Six oil companies have sought exploration licences to drill for oil and gas off the west coast under the Government's new licensing round, even though taxes on discoveries have been substantially increased.
Up to now, energy companies have paid 25 per cent in taxes to the State after all costs have been deducted, but Minister for Communications, Energy and Natural Resources Eamon Ryan has increased this to 40 per cent.
The bidding companies, including oil major Exxon Mobil, have put together four applications to drill in the Porcupine Basin next year, at a cost of $100 million (€68 million) or more.
Exxon Mobil, Providence Resources - which is half-owned by Sir Anthony O'Reilly - and Scottish energy company Sosina Exploration have combined to lodge two applications.

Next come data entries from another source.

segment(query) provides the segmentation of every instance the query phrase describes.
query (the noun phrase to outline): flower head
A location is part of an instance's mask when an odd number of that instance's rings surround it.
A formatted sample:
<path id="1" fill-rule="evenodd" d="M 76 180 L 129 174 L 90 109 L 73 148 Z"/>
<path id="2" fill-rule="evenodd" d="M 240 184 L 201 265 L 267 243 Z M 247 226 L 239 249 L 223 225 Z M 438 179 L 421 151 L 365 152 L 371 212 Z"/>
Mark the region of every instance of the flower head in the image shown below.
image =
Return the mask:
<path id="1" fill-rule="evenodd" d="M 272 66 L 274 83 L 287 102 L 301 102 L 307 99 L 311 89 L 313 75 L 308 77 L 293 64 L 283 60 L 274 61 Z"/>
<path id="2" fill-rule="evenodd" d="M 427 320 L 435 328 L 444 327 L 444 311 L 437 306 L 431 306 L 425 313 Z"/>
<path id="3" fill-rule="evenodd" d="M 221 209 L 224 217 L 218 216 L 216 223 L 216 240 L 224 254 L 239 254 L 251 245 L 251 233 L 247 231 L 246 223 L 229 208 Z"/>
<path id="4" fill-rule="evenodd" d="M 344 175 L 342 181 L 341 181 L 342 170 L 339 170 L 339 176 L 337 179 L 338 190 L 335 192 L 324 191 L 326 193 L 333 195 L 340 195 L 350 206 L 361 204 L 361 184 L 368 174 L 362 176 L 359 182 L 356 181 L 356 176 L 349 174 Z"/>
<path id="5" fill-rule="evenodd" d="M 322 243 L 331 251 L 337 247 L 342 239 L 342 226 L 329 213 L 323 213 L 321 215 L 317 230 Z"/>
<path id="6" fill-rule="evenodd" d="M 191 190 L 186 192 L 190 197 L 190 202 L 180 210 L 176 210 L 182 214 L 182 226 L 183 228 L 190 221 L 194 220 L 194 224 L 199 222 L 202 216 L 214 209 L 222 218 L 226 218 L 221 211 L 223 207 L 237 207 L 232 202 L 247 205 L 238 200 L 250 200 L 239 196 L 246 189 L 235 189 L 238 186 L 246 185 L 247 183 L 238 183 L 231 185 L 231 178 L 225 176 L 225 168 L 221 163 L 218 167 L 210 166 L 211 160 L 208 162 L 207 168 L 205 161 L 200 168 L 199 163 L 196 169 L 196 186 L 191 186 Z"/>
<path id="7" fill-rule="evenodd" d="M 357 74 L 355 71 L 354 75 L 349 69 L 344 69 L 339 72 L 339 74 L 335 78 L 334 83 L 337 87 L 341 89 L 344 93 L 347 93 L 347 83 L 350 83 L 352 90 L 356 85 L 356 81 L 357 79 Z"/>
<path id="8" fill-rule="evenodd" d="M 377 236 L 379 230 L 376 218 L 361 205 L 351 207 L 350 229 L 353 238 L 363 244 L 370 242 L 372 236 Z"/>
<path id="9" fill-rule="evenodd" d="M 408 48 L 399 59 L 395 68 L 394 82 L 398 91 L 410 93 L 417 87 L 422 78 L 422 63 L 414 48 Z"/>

Island Oil and Gas and Supernova Ireland Resources BV have put together an application, while Providence and Sosina have come together for a second application with Challenger Minerals.
All of the applications received before the December 18th closing date are expected to be approved by Mr Ryan when he makes a final decision at the end of next month.
He said: "We hope that the applications received under the round will lead to the discovery and development of new hydrocarbon resources and reduce Ireland's long-term dependence on energy imports."
Ireland is the most oil-dependent country in the EU, securing two-thirds of its energy needs from oil compared to an EU average of 42 per cent.
The fact that the same number of applications has been received under the current round is regarded as proof by the department that the new tax rate has been well-judged, although opponents will argue that it is proof that it remains too low.
Under the new licensing terms a "profit resource rent tax" will apply to the most profitable fields found, if any, along with the standard 25 per cent corporation tax rate that is already in place.
In a bid to encourage the companies to exploit less-profitable fields, a lower rate of the profit resource tax will apply in such cases, ranging from an extra 5 per cent up to an extra 10 per cent.
However, the changes are unlikely to offer any immediate tax boost for the Exchequer even if finds are made quickly, since Mr Ryan has acknowledged that that it could take a decade if finds are made.
The duration of deep-water licences will be reduced from 12 years to nine, while Mr Ryan will also have greater powers to vary the duration of individual elements of a licence.
The energy companies will relinquish half of the territory covered by their licence at the end of the first phase of exploration, and a quarter more will be ceded back to the State at a later stage.
Drilling rules have also been tightened, though only marginally.
Companies will have to drill their first well within three years of getting approval - rather than four as now - and a second within six years, and not within eight.